Department of Pediatrics, Geisel School of Medicine at Dartmouth, Lebanon, New Hampshire

The study published in January sought to determine if kids were paying attention to alcohol ads on TV and, if so, to what extent. The study used telephone and online surveys to ask young people, 15 to 23 years of age, about their memory of certain ads on TV. Some ads in question featured booze, others fast food (as the control sample).

  • 2,541 young people responded to the initial survey in 2011.
  • 1,596 followed up with a second survey in 2013.
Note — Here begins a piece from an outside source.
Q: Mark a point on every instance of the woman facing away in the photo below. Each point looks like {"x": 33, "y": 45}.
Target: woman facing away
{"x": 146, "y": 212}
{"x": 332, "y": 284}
The study participants were shown digitally altered images from TV ads aired nationwide in 2010 and 2011. All images had brand names removed for:

  • 351 beer and distilled spirits ads
  • 535 fast-food ads
  • 26% of survey respondents aged 21 to 23 recalled seeing specific booze ads.
  • 23% of those 15 to 17 years old recalled seeing the same ads.
  • 29% of those aged 15 to 20 who recalled particular booze ads also reported binge drinking.
  • 18% of those 15 to 17 reported episodes of hazardous drinking.
  • 19% of those 18 to 20 reported hazardous drinking.
  • Recollection of fast-food ads was not associated with drinking outcomes.

As with the Australian study, the Dartmouth researchers conclude that self-regulation is failing where TV alcohol ads and children are concerned. Underage children are bombarded by booze ads and it affects their decisions to begin drinking and to drink recklessly.


  1. O'Brien, Kerry S., et al. "Alcohol Advertising in Sport and Non-Sport TV in Australia, during Children’s Viewing Times." PLOS | One. Monash University, 11 Aug. 2015. PLOS. Web. 21 Aug. 2015.
  2. Tanski, Susanne E., et al. "Cued Recall of Alcohol Advertising on Television and Underage Drinking Behavior." JAMA Pediatrics 169.3 (2015): 264-71. The JAMA Network. Web. 21 Aug. 2015.